Mountain View, California — In an ironic twist it seems that another Googler has ditched Google for Facebook, but this one may hurt a little more than the others. Paul Adams, one of search engine giant’s experienced researcher who, over the summer excoriated aspects of social networks in a popular slide deck, said today he will be heading to Facebook in the new year.
Adams, Google’s lead social researcher, who has an excellent grip on the type of social graph relationships Facebook CEO Mark Zuckerberg is famous for, announced Monday evening via Twitter that he is leaving Google for Facebook. “After ~4 years in the awesome Google UX team it’s time for a change + I’m excited to be joining Facebook in the New Year,” he tweeted.
His report is said to have stimulated the Groups product, which launched earlier this fall after Facebook went into “Lockdown” to conclude it, said Inside Facebook, a tech website.
Nevertheless, the move which is reportedly considered as a setback for Google, however, shows Facebook’s reach across the web. In addition to a social project spearheaded by Vic Gundotra and Bradley Horowitz, the team Google acquired from Slide also is starting work on an internally developed solution, InsideFacebook said.
Five months ago, Adams had released a report on the social network’s weaknesses, arguing that social network had not done enough to help people manage the distinct social groups in their lives.
“People have multiple facets of identity, there is not one proﬁle that ﬁts for all the people in their life. People appear differently to different audiences. They act one way with their family, they act another way in work, and they act another way with their best friends.”
Facebook at the time was occupied on its Groups product which allows users to chat with smaller groups of people that they know and can relate to, so whatever Adams did in his report must have given Facebook the ammo they needed to finish their software update (which they have now done). So it is not a surprise that they wanted to bring Adams over to their side.

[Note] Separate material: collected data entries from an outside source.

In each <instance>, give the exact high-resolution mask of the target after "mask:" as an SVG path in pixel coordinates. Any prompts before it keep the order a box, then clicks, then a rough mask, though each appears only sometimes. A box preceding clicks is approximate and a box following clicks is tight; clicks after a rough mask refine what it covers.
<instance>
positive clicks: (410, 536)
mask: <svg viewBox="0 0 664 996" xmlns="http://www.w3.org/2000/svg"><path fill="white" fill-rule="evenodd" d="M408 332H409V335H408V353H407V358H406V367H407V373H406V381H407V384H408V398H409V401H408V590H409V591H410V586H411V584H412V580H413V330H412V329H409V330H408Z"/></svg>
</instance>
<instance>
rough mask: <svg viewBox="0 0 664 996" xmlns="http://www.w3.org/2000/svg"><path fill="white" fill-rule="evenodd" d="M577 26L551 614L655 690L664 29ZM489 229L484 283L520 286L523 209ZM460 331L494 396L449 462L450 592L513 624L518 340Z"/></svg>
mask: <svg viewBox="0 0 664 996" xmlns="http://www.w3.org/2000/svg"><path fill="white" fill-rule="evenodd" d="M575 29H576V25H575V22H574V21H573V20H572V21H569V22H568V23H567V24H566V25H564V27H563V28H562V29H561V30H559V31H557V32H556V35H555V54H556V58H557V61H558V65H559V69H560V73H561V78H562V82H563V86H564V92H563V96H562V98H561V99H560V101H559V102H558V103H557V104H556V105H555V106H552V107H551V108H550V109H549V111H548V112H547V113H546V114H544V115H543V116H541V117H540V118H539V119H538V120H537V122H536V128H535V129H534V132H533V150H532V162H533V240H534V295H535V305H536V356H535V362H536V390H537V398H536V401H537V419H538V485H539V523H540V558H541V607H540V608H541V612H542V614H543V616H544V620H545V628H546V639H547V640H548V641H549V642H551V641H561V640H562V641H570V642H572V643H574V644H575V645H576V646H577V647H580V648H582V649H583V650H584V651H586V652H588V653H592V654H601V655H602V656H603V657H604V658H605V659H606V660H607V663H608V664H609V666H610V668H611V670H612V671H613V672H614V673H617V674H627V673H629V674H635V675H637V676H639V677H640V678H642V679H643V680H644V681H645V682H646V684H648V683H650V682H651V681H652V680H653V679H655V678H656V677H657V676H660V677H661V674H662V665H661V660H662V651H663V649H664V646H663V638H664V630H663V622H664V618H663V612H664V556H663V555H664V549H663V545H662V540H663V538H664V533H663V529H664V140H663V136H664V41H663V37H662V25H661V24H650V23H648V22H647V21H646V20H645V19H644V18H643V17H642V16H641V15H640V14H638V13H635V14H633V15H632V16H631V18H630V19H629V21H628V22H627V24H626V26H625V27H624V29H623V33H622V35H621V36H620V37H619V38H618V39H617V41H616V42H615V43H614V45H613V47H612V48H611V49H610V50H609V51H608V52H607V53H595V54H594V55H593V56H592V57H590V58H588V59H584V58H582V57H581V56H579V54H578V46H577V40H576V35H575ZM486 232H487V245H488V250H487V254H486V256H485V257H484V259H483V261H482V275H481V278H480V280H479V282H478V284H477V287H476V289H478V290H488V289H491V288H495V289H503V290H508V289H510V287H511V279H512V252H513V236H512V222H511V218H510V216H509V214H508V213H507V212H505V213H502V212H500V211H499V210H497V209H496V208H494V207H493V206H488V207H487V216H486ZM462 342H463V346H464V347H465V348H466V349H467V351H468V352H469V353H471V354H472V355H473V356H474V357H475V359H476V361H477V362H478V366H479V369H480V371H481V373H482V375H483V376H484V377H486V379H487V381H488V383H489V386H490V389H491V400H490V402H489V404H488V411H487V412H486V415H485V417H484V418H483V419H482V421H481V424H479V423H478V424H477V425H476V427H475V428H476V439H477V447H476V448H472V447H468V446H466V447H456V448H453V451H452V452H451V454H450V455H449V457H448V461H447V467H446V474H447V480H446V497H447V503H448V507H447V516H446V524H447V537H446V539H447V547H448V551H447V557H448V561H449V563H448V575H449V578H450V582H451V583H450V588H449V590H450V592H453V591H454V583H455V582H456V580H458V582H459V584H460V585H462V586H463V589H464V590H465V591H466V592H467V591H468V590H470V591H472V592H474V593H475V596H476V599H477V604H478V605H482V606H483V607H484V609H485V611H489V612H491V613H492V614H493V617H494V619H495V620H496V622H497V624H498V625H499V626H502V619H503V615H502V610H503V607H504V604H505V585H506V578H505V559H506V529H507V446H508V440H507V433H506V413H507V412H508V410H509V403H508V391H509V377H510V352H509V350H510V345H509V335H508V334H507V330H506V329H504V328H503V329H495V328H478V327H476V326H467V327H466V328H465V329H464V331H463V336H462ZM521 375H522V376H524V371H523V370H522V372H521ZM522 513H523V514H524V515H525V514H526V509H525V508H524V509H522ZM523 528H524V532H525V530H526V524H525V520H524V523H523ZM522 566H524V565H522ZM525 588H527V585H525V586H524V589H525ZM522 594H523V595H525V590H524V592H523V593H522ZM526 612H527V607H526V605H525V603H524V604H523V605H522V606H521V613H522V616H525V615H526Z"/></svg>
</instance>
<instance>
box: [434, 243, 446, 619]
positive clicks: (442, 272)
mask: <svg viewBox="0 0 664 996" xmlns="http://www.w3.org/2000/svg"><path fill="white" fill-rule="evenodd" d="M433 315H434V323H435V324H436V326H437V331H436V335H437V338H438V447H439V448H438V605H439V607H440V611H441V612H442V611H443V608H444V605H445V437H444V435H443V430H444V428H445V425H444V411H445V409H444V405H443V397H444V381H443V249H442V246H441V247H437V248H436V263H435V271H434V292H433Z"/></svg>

He also discovered that people normally possess between four and six friend groups and only between two and six “close” friends. College friends do not necessarily mingle with work friends, who do not necessarily mix with a person’s family.
At Google, Adams worked on Buzz, YouTube, Latitude, and Gmail, and he also authored the forthcoming book, “Social Circles.” Before joining Google, Adams worked at Flow Interactive, where he was a user experience consultant. And rightly enough, some may also remember him from a highly influential slide presentation that he delivered at the Voices That Matter Web Design conference.
Adams, a senior user experience researcher at Google, released The Real Life Social Network, a 216-page slideshow that addressed the shortfalls of modern social media and privacy concerns in general (see below). The significance of his presentation is that while Facebook is great for sharing, its construct is that humans have one big social circle. Adams argued that people have multiple social circles and therefore need to have multiple privacy walls.
The Real Life Social Network v2:
In the presentation, Adams described that aim of his study meant questioning real people about how they use social networks, and he gave an example of a woman named Debbie who was a swim instructor and had friended a number of her students on Facebook. She also commented on other peoples’ pictures, such as suggestive photos from a rowdy bar. Adams said that halfway through the interview, Debbie suddenly realized that her students could see those pictures and was “angry with the system” for letting it happen.
Adams foretells that as the Web continues to evolve, users will need more than one profile and new social media will need to be designed with privacy as the main concern.